Durement éprouvé par une longue période d’instabilité politique et sécuritaire, le Mali a tenté en 2013 d’amorcer un retour vers la normalisation après plusieurs mois de crise née du putsch de mars 2012, ayant précipité la chute du nord du pays aux mains de groupes armés, chassés par la suite par une intervention militaire franco-africaine.
Le Mali aura réussi durant cette année le pari d’organiser des élections présidentielle et législatives en quelques mois seulement, un exploit pour ce pays du Sahel de 14 millions d’habitants mis à mal par un conflit armé interne et une situation sécuritaire régionale des plus inquiétantes. Les autorités maliennes sont parvenues à étendre leur souveraineté sur pratiquement l’ensemble du territoire et à mettre en place de nouvelles institutions élues, mettant ainsi fin à une crise institutionnelle qui a failli plonger le pays dans le chaos. Le putsch de mars 2012 ayant renversé l’ancien président, Amadou Toumani Touré avait entraîné un vide constitutionnel, ouvrant la voie à toutes les incertitudes. Cette situation avait profité aux groupes armés qui avaient pris le contrôle du nord du pays et tenté dans la foulée de progresser vers la capitale Bamako. En janvier dernier, des forces françaises fortes de 4.000 hommes sont intervenues dans le Nord pour déloger les groupes armés dans le cadre de l’opération Serval. Elles ont été appuyées par la suite par les troupes de la Mission internationale de soutien au Mali sous conduite africaine (Misma), composées d’environ 6.300 soldats d’Afrique de l’Ouest et du Tchad. Après la reprise du Nord, la Mission intégrée des Nations unies pour la stabilisation au Mali (Minusma), a pris en juillet le relais de la force panafricaine.

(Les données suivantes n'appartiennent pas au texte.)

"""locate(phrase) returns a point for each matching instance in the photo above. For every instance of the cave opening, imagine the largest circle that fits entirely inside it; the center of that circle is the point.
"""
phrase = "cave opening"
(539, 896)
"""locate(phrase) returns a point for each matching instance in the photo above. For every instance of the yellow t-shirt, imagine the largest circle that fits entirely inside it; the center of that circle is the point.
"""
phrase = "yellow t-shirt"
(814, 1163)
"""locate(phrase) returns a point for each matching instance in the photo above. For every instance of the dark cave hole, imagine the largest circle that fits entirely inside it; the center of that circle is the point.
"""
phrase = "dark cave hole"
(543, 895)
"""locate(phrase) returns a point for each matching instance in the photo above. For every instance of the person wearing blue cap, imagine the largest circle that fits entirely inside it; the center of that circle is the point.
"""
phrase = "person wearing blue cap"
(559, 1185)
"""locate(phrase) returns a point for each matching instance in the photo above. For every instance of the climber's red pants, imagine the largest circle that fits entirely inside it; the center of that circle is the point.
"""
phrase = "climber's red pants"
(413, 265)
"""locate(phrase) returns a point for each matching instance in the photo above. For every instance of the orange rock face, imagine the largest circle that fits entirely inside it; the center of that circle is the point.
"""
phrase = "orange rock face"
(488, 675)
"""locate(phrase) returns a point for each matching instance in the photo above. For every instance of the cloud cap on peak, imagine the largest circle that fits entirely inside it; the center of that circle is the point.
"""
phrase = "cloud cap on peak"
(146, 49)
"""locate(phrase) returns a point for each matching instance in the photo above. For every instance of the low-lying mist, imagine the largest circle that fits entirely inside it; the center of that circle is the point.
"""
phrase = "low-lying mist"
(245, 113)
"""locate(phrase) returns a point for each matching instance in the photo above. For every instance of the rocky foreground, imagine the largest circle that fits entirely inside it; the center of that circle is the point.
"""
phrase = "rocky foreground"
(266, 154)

Des élections pour mettre fin à la gabegie
Les nouvelles autorités maliennes, à leur tête le président de transition, Dioncounda Traoré, s’étaient fixées pour objectif d’organiser de nouvelles élections pour en finir avec le désordre politique qui régnait dans le pays. Mais pour tenir un quelconque scrutin, il fallait rétablir la sécurité dans l’ensemble du pays, et résoudre la question de Kidal (nord-est) où le Mouvement National de Libération de l’Azawad (MNLA) avait refusé le déploiement de l’armée malienne en vue de l’élection présidentielle. Armée et rebelles s’étaient même affrontés, les combats faisant plusieurs morts. Le 18 juin, après deux semaines de négociations, le gouvernement transitoire et les rebelles du MNLA et du HCUA (Haut conseil pour l’unité de l’Azawad) signent à Ouagadougou un accord de cessez-le-feu sensé permettre la tenue de la présidentielle le 28 juillet à Kidal sous contrôle des groupes armés touareg. L’accord a permis à l’armée malienne d’entrer à Kidal le 5 juillet et, le 28 juillet, le premier tour de l’élection présidentielle était organisé sans grands incidents, mais il a fallu attendre le deuxième tour pour connaître le vainqueur. Ibrahim Boubacar Keïta, dit IBK, est élu président avec 77,61% contre 22,4% pour son rival Soumaïla Cissé. L’élection de M. Keïta, investi le 4 septembre, a été saluée par la communauté internationale comme une étape importante pour la reconstruction du pays. Quatre mois plus tard, c’est au tour des élections législatives de se tenir, dont le second tour a eu lieu en décembre. Elles ont été remportées par le parti du président IBK et ses alliés.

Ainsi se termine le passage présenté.